At about 3:00pm a youngish guy from Uptown Kingston drove up in a pickup truck to take all the old luan doors that had been taking up space for over twenty years. He was a good-natured guy and seemed to have no trouble loading up all the doors into his truck despite the fact that he only had two or three fingers on his right hand (he didn't offer to shake my hand, probably for that reason). Gretchen had told me this guy plans to "DIY everything" at his place, and the doors will be used for things like tables.
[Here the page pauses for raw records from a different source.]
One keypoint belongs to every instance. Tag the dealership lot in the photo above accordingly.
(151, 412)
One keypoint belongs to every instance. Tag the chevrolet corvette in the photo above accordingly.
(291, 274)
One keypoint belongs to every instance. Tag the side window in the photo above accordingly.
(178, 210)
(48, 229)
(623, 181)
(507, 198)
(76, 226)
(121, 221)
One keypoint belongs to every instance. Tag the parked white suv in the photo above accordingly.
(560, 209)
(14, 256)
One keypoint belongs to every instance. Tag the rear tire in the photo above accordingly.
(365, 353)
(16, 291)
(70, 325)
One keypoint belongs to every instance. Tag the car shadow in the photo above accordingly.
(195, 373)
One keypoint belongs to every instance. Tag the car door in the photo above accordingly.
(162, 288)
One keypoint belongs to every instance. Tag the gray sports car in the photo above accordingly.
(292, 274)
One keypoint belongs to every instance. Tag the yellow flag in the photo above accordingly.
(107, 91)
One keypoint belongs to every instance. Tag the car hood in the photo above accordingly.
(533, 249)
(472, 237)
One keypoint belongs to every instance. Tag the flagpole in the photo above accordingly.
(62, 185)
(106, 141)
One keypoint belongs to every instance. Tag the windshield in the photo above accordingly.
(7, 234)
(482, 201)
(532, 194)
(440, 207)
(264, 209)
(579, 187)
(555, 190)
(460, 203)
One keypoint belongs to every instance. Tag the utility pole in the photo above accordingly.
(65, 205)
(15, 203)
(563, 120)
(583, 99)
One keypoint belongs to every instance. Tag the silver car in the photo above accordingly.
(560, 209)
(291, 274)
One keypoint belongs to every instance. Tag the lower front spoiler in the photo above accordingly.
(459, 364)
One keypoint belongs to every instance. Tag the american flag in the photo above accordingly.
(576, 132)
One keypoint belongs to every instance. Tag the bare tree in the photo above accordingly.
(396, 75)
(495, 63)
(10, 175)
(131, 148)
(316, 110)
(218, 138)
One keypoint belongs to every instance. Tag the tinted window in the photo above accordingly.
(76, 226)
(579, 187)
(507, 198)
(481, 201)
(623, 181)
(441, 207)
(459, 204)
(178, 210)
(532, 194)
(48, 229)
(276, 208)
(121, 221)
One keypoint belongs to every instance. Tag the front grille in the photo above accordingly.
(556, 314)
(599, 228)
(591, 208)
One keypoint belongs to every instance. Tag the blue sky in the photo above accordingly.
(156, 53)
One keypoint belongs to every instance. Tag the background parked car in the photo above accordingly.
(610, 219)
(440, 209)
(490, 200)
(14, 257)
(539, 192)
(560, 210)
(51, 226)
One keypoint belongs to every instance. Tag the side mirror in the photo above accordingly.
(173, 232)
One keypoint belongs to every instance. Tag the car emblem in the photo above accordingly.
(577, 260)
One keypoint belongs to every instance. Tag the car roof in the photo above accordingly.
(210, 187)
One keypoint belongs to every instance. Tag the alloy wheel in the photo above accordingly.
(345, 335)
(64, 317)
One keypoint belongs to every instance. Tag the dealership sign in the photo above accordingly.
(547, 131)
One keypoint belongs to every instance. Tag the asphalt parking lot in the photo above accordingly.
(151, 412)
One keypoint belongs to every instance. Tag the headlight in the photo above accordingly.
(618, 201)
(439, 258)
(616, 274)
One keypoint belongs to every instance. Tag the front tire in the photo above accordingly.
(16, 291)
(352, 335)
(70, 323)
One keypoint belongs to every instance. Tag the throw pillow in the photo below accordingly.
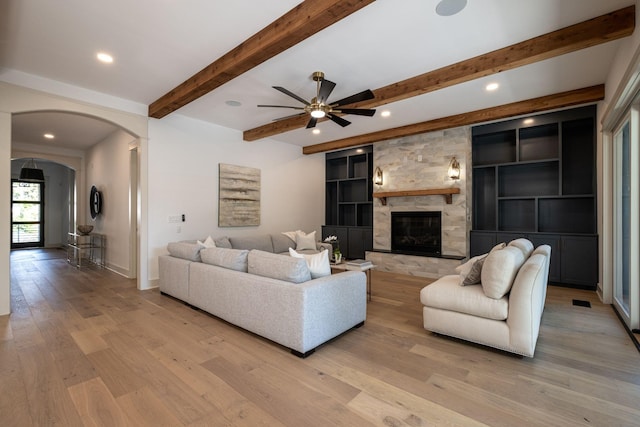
(498, 247)
(208, 243)
(318, 263)
(499, 270)
(291, 234)
(305, 241)
(465, 268)
(473, 278)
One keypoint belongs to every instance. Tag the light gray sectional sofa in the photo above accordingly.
(263, 291)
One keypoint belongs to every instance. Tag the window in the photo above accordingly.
(27, 214)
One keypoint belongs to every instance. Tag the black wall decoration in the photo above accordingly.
(95, 202)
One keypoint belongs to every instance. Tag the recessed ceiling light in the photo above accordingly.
(492, 86)
(104, 57)
(450, 7)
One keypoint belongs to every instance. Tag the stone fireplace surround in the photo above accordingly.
(421, 162)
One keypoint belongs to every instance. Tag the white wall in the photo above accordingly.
(107, 167)
(183, 179)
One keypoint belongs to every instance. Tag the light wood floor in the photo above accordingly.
(84, 347)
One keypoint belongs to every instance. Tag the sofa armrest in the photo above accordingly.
(526, 303)
(323, 245)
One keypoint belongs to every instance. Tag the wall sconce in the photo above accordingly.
(377, 176)
(454, 169)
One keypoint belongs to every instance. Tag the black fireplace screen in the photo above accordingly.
(418, 233)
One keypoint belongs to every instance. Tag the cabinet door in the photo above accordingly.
(481, 242)
(360, 241)
(342, 233)
(552, 240)
(579, 261)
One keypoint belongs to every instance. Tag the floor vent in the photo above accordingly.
(581, 303)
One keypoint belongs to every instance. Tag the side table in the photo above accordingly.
(366, 269)
(88, 246)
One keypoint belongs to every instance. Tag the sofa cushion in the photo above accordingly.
(222, 242)
(262, 243)
(234, 259)
(305, 241)
(185, 250)
(445, 294)
(524, 245)
(279, 267)
(282, 243)
(208, 243)
(499, 269)
(318, 263)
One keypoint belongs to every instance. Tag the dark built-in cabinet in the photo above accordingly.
(535, 178)
(349, 200)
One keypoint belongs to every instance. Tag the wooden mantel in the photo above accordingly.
(446, 192)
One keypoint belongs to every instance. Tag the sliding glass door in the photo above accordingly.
(27, 214)
(626, 290)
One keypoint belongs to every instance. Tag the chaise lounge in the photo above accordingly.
(496, 300)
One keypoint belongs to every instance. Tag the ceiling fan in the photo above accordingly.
(319, 107)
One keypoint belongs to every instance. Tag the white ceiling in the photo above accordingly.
(158, 44)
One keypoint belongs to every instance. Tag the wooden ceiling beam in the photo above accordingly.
(602, 29)
(304, 20)
(535, 105)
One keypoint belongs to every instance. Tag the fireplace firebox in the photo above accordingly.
(416, 233)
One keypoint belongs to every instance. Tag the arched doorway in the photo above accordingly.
(15, 100)
(100, 154)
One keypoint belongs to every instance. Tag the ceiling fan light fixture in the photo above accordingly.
(450, 7)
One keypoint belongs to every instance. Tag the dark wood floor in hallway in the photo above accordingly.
(86, 348)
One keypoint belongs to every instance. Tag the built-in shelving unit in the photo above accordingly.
(535, 178)
(349, 201)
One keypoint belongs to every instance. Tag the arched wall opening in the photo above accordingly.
(17, 100)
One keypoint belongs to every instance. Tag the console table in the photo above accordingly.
(366, 269)
(90, 247)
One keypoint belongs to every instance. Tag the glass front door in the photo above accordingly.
(27, 214)
(626, 225)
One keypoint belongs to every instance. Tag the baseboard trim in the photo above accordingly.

As I worked, the mosquitoes were so bad that I had a scented candle burning on top of a piece of tree-of-heaven trunk out in front of the garage. (Ideally it would've been a citronella candle, but I couldn't tell what was what in our disorganized candle stockpile.) Initially I'd had the lit candle inside the garage, but then I realized that if anything knocked that candle off or over, the entire space would be a blazing inferno within minutes, fueled by cardboard, wood, and numerous solvents including actual gasoline.
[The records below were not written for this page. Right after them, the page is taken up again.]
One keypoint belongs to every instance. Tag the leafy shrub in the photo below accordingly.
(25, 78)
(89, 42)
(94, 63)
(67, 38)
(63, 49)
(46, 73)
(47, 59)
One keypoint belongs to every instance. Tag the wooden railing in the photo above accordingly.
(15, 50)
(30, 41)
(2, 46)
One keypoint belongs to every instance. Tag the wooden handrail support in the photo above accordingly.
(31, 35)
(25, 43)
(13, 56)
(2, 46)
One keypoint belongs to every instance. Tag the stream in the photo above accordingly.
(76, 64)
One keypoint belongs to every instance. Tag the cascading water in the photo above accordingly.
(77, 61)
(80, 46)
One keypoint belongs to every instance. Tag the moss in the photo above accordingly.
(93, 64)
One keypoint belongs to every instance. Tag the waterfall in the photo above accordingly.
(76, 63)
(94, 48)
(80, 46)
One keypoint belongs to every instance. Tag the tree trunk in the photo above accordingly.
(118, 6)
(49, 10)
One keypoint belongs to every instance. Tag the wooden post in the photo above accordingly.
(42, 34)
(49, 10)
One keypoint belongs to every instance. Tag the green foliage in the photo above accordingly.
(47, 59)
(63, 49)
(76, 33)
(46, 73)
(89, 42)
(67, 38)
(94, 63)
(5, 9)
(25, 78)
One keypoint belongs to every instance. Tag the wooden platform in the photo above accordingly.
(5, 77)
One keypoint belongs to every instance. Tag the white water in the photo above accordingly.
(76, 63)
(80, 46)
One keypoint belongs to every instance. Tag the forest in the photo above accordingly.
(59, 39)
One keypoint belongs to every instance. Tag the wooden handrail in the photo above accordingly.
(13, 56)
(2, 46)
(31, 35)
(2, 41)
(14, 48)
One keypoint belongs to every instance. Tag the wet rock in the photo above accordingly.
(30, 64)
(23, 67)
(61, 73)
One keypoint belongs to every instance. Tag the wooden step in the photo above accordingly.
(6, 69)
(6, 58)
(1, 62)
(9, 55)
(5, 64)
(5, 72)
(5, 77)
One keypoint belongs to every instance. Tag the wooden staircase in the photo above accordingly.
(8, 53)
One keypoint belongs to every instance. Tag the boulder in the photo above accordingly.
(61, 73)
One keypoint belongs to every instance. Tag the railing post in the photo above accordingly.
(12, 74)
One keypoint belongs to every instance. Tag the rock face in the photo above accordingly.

I tried to go to bed early, but I've been sleeping a lot lately and I was avoiding any sleep medications, so all I could do is lie in bed and fuck around with a Chromebook while Diane and Oscar snuggled against my legs. When Gretchen tried to go to bed, the dogs were taking up all the room she would need to occupy, so she went out to sleep on the new L-shaped couch in the teevee room. She didn't have to stay there long, though; the dogs heard something and went whimpering down the stairs (even Neville, despite his still-gimpy right front paw). Later I went out to see if the dogs were being naughty (by, say, loitering in a neighbor's yard). I couldn't find them anywhere and discovered that they were on the couch in the living room. I think they've completely aged out of all the naughty behaviors that used to have our most annoying neighbor call the dog warden (though she still occasionally does, blaming our dogs for coyote shit that appears in her yard).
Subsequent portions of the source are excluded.